The second verse recalls a qualification of the first: earlier, she’d stated that she “want(s) your everything as long as it’s free”; now she warns that “you’re a criminal as long as you’re mine.” It’s as if she’s giving outs to her object of desire, subtly indicating that she’s willing to throw herself into a fantasy as long as it remains a fantasy. Dark desires have a way of turning into dark realities. To underscore this, GaGa name-checks three Alfred Hitchcock films – Psycho, Rear Window, and Vertigo (applying the appellation –stick to this latter title, recalling the disco-stick of her earlier hit “Love Games”; it’s still nonsensical, but at least its conjunction with Vertigo makes a bit more sense. In addition, the line “while you’re in my rear window, baby it’s sick” begs for a more lurid reading than mere allusion; the longer the song continues, the more pornographic and naked her desires become, even as she tries to repudiate them.)

Following another doubling of the “rah-rah” bridge, we enter into a bizarre subplot, which seems to feature GaGa onstage at a fashion show (could this be what she meant by “Roma”?) The vocal grows a bit more diffuse, standing in for a crowd watching her strut. Amid the standard “walk, walk fashion baby,” we get “work it, move, that bitch crazy.” The shift to second person (with GaGa looking in at herself) is fascinating, as if she knows that other people know something about her that she doesn’t; perhaps she is afraid of her “sick” intentions being brought to light, even as she wants them to. A defensive, “I’m a freak bitch, baby!” tries to sound like she’s owning it, but fails to convince. This dichotomy continues to define the song.

Something revealing happens by the next chorus: after the repetition that she wants both love and revenge, she states, “I don’t want to be friends.” It’s the first time in the song she nakedly states something she doesn’t want. It’s a brief moment of naked honesty, and GaGa immediately fears it. At once, she dives into French, as if backing off from this statement, baffling the listener away from truth.

Soon enough, though, she comes back to it, seeming to need to get it out. She repeats the line three times, and on the third repetition, she finally evinces emotion. Most of the song has been sung in an almost-monotone (with the exception of the chorus, whose vocal ranges from come-on to slight desperation). On the final, “I don’t want to be friends,” she actually shouts, underlining her entire intention of the song. She wants destructive love, but she doesn’t want to actually like this person. The whole song has led up to this moment, finally revealing GaGa’s true colors – she wants a theory of love tainted with versions of hate and pain.

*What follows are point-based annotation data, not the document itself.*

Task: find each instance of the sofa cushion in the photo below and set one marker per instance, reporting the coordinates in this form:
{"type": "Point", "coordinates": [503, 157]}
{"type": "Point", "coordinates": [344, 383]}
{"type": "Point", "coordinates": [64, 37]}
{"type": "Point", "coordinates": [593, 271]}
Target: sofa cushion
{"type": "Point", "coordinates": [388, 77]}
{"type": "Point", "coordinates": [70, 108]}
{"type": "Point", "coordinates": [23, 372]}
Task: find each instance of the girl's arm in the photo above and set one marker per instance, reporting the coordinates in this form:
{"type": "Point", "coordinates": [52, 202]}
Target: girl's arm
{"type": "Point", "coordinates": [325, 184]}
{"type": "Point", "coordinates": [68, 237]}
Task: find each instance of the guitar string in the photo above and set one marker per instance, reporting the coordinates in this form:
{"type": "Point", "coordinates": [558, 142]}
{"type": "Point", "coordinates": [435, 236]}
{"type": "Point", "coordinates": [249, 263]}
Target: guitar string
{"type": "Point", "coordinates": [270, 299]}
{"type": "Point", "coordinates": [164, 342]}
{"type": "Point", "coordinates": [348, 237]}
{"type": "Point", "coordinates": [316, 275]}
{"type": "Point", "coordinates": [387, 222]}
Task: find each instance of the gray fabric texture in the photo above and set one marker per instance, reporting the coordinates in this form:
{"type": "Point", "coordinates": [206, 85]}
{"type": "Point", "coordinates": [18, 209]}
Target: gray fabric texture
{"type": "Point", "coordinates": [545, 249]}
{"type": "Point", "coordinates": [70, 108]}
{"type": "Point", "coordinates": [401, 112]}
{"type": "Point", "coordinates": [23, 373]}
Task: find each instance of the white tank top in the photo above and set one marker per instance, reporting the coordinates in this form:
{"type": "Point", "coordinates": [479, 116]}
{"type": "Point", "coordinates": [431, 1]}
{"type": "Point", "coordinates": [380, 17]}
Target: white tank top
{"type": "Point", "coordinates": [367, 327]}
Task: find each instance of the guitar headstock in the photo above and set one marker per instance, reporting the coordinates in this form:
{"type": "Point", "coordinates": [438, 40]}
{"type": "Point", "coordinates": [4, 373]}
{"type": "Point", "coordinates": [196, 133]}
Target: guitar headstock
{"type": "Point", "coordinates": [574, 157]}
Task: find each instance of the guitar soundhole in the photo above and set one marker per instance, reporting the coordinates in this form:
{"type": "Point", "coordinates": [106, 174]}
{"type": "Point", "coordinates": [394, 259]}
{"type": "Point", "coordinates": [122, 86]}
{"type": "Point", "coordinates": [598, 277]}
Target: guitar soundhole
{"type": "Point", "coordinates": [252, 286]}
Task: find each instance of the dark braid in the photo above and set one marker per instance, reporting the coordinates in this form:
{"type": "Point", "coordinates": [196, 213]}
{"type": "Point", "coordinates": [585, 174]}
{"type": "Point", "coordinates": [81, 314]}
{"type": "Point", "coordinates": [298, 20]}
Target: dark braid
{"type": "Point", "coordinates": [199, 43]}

Real love, which requires you to be friends with the person you are in love with, is messier than her initial concepts of what makes romance “bad.” Immediately following this revelation, she falls back to her default position: “I want your bad romance.”

“Bad Romance” is a complicated, complex song, bursting with pop concepts that could have been the basis for four or five lesser songs. More, it’s deeper than it pretends to be; even flourishes like the way she slurs the word “hand” and the grunting sigh in the middle of the second verse are more interesting than they have any right to be. After the mediocre “Just Dance,” the trying-too-hard “Poker Face,” and the absolutely horrible “Love Games,” “Paparazzi” was a breath of fresh air. “Bad Romance” happily continues this trend. It’s not only Lady GaGa’s best single so far, it is also one of the best songs of the year.